Tesla Gigafactory Europe is a proposed manufacturing plant for Tesla, Inc. to be located in Europe. It is to be a combined electric battery manufacturing facility and automobile factory. The factory was previously referred to as Gigafactory 2 until 22 February 2017, when Tesla began to refer to the SolarCity Gigafactory in Buffalo, New York as Gigafactory 2. The Europe Gigafactory will be named either Gigafactory 3, 4, or 5.

Reported locations said to be under consideration are Czech Republic near Prague, Portugal, with Europe’s biggest lithium reserves and one of the biggest solar centers in the world, Poland and Hungary.
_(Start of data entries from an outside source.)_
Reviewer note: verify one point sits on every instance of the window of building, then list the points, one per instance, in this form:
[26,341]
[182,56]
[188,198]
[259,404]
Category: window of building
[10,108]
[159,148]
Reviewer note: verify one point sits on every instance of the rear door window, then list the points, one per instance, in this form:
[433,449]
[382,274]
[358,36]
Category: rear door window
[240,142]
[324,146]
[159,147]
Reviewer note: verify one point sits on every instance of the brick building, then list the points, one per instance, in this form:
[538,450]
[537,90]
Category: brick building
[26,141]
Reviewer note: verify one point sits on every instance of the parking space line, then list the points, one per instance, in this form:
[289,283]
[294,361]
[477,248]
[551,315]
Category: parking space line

Although Germany’s then-Federal Ministry for Economic Affairs and Energy Sigmar Gabriel has stated that Tesla is in talks with the government over a Gigafactory there, a Tesla spokesperson said in January that the company has no current plan for a battery factory in Germany.

Portugal was one of the countries that received a delegation from Tesla, as the Ministry of Economy advanced in November.

The port of Sines, the links to Spain, and the many hours of high sun exposure in this region, are some of the factors that can cause this region to be chosen, if this investment takes place.

Rui Miguel Coelho believes that “Portugal has a very high chance of being eligible for investment, or at least for the close call of three locations, that is absolutely safe and right.”

This investment represents half of the Portuguese GDP in direct and indirect counterparts to 20 years,” he emphasized.

Colin Gillingham, ex-Tesla employee and now a consultant is optimistic about Portugal’s chances. “I think there is a real possibility”, highlighting the lithium that exists in the country and the “culture that supports innovation and entrepreneurship.”

Environmental concerns

Portugal will have to accept Lithium mining on a wide and destructive scale in an opinion of some if it is to compete with Chile, Australia, Argentina and China triggering an outcry from ecological associations and interest groups.